As if to demonstrate the fact, the gear stick suddenly popped into neutral, and the car slowed with a suddenness that threw the occupants forwards against their seat belts. Mr. Steadman started the engine again. This time, it took several tries and more smoky explosions from the exhaust. Thankful that they were well out of sight of the school, Samantha clung to the gear stick, holding it firmly in fourth gear while bracing herself against her seat, and muttered disgustedly about the car. Jessie, who had only ever travelled in the most luxurious of vehicles, seemed to find the whole business hilarious, and happily clambered over the back seat to tie the other end of the rope to the handle of the back door.

“Make the knot nice and tight, now,” Mr. Steadman shouted over the noise of the engine.

“This, I’ve got to see,” Cassandra said, swivelling in her seat and getting comfortable, as if settling in for a good show.

Jessie fiddled with the rope and the handle for a few minutes. “Um, I’m not really sure how ...” Her voice dwindled off uncertainly.

“A good, strong reef knot is best, I find,” Mr. Steadman said encouragingly.

Jessie made a feeble attempt to tie what looked to Samantha like a one-sided bow.

I’ll do it.” Cassandra climbed nimbly over the seat and quickly secured the rope to the door. “There you are, that’s how it’s done,” she said smugly to her sister.

“Oh, get knotted,” Jessie growled as they both returned to their seats.

She was just fastening her seatbelt when she noticed that they were passing the open gates of the entrance to the boys’ school, Clifford Heights.

“Aren’t we stopping to collect James?” Jessie asked plaintively, craning her neck to see the rapidly receding gates.

“James?” said Mr. Steadman, in surprise. “James isn’t coming with us; he and Dan have a rugby training camp all weekend.”

“A rugby camp? Since when?”

“It’s been on their timetable since the beginning of term. Compulsory for all the boys, you know, otherwise you wouldn’t catch Dan near a rugby field.”

Jessie flopped back into her seat with a whimper and stared forlornly out of the window. Cassandra gave a gleeful sort of cackle, but Samantha reached back to give Jessie’s hand a comforting squeeze.

“Sorry,” she said. “I also thought they were coming.”

“Yeah, and I’ll tell you why we thought that!” Jessie said, suddenly sitting forward in her seat again and growing quite fierce. “Because Dan said they were coming. He said that —” But here she faltered, apparently wracking her brains to think back to exactly what it was that Dan had said. “Well, he made it sound like they were coming. And I bet he did that on purpose. Git! Next time I see him ...” She narrowed her eyes and cracked her knuckles.

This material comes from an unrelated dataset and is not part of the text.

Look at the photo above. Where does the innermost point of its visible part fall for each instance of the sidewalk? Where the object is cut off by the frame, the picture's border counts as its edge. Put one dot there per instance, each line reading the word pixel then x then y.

But even without the dreamy presence of James to look forward to, Jessie could not stay grumpy for long — not with the sun shining dazzlingly on the increasingly distant smudges of blue mountains, not with Sam’s gentle teasing, and not with the prospect of a weekend at the beach to look forward to. She was soon smiling at her own romantic foolishness and grew downright cheery when she pictured Daniel Steadman mashed up against the sweaty armpit of a hairy brute of a rugby player, scrumming about in the mud for a stupid ball.

“Awesome,” she said happily to herself. “Totally awesome! I’m beginning to think that I will definitely enjoy this weekend much more than someone else I know.”